Now that I've read the above, combined with all of the PR stuff that actors have to do when they're not acting, I think I understand why, at least in the USA, there is a high propensity for a self-abusive downward spiral among actors.

Not to mention, big name actors generally have no legitimate privacy.  Every thing they try to do as a normal person gets analyzed, criticized, and exploited by the media.

...Yeah, they pretty much earn their paychecks, don't they?  With their own labor...
Mockery of ideas you don't comprehend or understand is the surest mark of unintelligence.

Even the worst union is better than the best Walmart.

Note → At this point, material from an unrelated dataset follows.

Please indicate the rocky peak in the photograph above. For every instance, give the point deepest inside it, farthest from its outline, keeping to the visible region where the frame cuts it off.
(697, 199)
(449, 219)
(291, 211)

Caladur's Active Character Sheet

Offline chitoryu12

  • The Beast
  • *****
  • Posts: 4009
  • Gender: Male
  • Tax-Payer Rhino
Re: Things That Annoy You
« Reply #4078 on: June 04, 2013, 04:01:49 pm »
Just look at the usual paparazzi pics of celebrities. They're usually just going about their day and everyone starts snapping pictures of them from afar and uploading them to the internet. How would you feel if you literally couldn't leave the house without people leaping over tables to smother you in insanity-tinged affection and demanding pictures and autographs? Or you go out to buy some underwear and milk and you only find out a week later that someone with a telephoto lens was taking pictures of your ass for a magazine 20 yards away? And you cannot avoid it at all unless you become a complete recluse.

Robert Pattinson's personal Facebook actually uses a pic of him in his truck hauling his stuff out of Kristen Stewart's house as his cover photo. He figured he may as well use it, seeing how popular it's become.

It doesn't help that quite a few actors also have some kind of mental disorder or illness, often depression at the very least or bipolar disorder. Robin Williams is completely bipolar, but refuses medication so he can take advantage of his changes in thought for his work. That also means he risks falling into deep depression for no apparent reason, and he struggled massively with a drug addiction early in his career. More than one actor also suffers badly from self-esteem issues, and may crave attention so they can feel like people care about them.

And then there's child actors, who are notorious for having "stage moms" that pamper and spoil them while working their kid to the bone to try and ride on the fame and money earned. That's what gave us Lindsay Lohan and the Olsen Twins. It gave us Justin Bieber as well, though he dropped his family as soon as he turned 18 and truly began his downward spiral when he had nobody but equally fucked-up adults as his friends and mentors.

I act not because I desire fame and fortune, but because I enjoy acting and participating in the creation of entertainment. I'm fully aware of what kind of environment Hollywood is. People are there because they want to be there, not because it's really enticing once you get past the starry-eyed newbie era.
Still can't think of a signature a year later.

Offline Witchyjoshy

  • SHITLORD THUNDERBASTARD!!
  • Kakarot
  • ******
  • Posts: 9044
  • Gender: Male
  • Thinks he's a bard
Re: Things That Annoy You
« Reply #4079 on: June 04, 2013, 04:12:24 pm »
Sounds like fame is more of a burden than reward...
Mockery of ideas you don't comprehend or understand is the surest mark of unintelligence.

Even the worst union is better than the best Walmart.